Now we will look even more closely at the relationships between the three marks, and how each relates to genes. The only reconfiguration step we will take is to:

1. Zoom in around a 1Mb region. I will select chr2:26,000,000-27,000,000

And if needed use this link. There are several things to observe:

• Complementarity of K36 and K27: These two marks still look roughly complementary, but we can see some places (for example under ABHD1 and PREB in my interval) where we might suspect the algorithm for identifying enrichment could be more accurate.
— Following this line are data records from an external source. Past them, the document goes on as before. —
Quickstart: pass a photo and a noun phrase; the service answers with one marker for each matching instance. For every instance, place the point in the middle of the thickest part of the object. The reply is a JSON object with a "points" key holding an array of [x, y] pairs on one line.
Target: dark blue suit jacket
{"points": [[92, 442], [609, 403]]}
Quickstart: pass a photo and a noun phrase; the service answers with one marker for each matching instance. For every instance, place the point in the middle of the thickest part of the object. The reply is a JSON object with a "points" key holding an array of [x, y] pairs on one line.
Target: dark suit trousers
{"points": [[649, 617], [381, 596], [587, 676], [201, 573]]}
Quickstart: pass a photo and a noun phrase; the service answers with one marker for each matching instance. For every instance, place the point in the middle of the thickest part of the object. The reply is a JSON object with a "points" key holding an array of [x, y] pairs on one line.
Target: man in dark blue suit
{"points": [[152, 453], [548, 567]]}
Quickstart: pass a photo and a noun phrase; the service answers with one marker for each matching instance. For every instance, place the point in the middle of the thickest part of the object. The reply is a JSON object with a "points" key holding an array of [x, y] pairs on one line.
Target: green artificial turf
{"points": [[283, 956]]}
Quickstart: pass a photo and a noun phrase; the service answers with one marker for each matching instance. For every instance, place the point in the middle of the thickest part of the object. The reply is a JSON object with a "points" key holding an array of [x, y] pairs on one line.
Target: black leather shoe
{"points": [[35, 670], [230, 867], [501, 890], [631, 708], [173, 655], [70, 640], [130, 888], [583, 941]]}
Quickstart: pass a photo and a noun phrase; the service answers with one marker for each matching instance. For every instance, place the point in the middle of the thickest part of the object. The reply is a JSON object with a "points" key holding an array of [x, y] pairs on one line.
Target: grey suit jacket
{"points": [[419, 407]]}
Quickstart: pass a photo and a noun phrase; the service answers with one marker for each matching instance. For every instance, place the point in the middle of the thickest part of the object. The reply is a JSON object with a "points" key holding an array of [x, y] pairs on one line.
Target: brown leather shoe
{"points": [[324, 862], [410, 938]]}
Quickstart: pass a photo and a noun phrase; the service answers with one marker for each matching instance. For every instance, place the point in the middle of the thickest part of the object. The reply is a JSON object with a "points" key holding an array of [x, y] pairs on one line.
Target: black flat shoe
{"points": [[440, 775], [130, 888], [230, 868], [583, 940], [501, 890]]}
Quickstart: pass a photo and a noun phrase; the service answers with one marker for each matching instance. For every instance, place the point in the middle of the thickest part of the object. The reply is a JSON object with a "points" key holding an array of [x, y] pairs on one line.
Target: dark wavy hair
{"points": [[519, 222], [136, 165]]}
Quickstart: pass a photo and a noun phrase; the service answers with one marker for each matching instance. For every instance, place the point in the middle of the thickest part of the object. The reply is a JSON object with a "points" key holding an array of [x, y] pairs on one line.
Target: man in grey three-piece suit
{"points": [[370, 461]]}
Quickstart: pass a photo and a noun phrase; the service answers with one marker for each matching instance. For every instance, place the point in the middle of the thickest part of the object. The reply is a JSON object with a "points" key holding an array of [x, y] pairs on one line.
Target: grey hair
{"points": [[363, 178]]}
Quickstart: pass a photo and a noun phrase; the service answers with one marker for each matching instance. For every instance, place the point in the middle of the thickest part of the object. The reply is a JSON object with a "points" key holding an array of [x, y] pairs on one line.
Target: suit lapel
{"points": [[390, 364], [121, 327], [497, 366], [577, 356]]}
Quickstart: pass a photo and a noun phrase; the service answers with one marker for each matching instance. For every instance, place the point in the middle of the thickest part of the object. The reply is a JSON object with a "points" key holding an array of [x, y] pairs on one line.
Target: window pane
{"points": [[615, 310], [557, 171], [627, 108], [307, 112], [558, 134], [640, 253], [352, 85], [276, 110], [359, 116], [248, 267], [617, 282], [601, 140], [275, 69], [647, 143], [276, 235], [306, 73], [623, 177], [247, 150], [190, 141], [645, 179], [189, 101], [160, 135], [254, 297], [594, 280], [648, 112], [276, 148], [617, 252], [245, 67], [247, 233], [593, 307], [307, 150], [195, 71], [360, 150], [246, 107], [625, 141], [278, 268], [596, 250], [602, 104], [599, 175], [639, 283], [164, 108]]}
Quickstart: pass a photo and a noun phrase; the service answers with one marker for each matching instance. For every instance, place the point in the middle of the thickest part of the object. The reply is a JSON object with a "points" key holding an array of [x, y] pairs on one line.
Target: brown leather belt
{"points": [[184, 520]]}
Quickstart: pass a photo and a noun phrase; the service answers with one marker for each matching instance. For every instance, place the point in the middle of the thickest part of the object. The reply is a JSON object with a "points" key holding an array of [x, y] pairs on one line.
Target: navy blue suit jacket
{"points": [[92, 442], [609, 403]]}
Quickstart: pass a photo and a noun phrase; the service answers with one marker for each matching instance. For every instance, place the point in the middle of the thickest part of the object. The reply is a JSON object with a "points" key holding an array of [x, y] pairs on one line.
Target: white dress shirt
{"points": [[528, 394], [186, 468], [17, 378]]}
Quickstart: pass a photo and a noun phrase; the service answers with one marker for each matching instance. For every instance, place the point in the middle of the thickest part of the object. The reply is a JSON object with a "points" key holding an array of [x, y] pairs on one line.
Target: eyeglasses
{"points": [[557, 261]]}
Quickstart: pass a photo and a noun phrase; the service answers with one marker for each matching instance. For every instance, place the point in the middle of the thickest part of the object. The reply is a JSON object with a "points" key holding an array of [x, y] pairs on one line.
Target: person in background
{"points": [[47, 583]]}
Algorithms for identifying regions of enrichment generally have much more information than we are able to process visually, but current methods are far from perfect. Places where a region of enrichment seems to pass through an interval with lower values in the profile could actually correspond to intervals of low mappability. These are usually corrected by the algorithm. The example of ABHD1, however, seems easily mappable based on the H3K36me3 track.
• K4 at promoters: Most of the promoters visible in my interval have a sharp peak of H3K4me3. Not all do, however. In the interval I selected, the CIB4 gene has no K4 peak at its promoter. You might also notice that in general the peaks of K4 appears stronger at promoters of genes in regions of H3K36me3 enrichment.
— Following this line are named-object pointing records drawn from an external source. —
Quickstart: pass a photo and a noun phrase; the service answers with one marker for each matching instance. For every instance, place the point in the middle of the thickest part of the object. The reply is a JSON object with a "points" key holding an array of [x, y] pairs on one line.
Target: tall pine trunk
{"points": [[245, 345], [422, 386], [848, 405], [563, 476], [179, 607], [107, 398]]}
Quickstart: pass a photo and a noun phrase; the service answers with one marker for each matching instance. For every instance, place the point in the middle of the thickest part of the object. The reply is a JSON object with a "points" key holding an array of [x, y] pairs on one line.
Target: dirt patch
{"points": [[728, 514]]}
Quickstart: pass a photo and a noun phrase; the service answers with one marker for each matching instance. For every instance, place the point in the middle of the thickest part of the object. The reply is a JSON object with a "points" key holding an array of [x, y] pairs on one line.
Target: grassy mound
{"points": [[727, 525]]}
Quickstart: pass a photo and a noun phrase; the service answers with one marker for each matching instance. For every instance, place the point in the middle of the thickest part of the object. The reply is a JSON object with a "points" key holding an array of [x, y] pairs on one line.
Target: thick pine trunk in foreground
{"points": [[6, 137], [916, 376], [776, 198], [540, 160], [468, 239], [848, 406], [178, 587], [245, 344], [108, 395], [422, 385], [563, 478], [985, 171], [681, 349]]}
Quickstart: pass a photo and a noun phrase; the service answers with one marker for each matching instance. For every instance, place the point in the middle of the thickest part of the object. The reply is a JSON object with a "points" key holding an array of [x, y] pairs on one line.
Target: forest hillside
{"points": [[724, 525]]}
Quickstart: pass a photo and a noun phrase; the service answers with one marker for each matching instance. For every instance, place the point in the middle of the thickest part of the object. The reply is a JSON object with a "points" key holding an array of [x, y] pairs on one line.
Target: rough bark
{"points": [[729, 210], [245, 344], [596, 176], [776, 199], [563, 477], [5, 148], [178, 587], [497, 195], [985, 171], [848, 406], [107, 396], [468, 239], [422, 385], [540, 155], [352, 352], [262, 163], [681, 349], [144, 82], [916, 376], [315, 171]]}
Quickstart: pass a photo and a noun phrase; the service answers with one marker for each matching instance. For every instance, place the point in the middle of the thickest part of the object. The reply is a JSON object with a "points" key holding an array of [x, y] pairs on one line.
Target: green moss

We have looked at differences between histone modifications, but what about differences between cell types? The ENCODE project also produced histone modification data for H1 ESCs. This link will turn on those tracks, and take us to the HOXD cluster. There are several interesting observations we can make about on the histone modifications around these genes:

• The HOXD genes are in a large domain of H3K27me3 enrichment in both HSMM cells and H1 ESCs, with the domain being much longer in the HSMM.
• There are lots of H3K4me3 peaks inside of this K27 domain: these have been called "bivalent" promoters, and are believed to be "poised" for expression. The K4 mark at promoters is typically associated with active states, and the K27 with repression. Put them together and you have something that could become active in response to a very precise signal. At least that's the theory.
• Notice to the left and right of the HOXD cluster are the KIAA1715 and MTX2 genes. Both are longer than 50 kbp, and both are separated from the HOXD cluster by more than 50 kbp.
• The intergenic space flanking the HOXD cluster is enriched for K27 in the somatic cell (HSMM) but not the stem cell, where the K27 seems to end at the boundaries of the HOXD cluster. Similarly, looking past the flanking genes the K27 appears again in HSMM, but not in the H1 ESCs.
• The flanking genes (KIAA1715 and MTX2) are covered in clear domains of H3K36me3 in the HSMM, which extend almost exactly from their TSS to TTS. Although there is some enrichment in the stem cell for K36 along the bodies of these genes, it is very weak.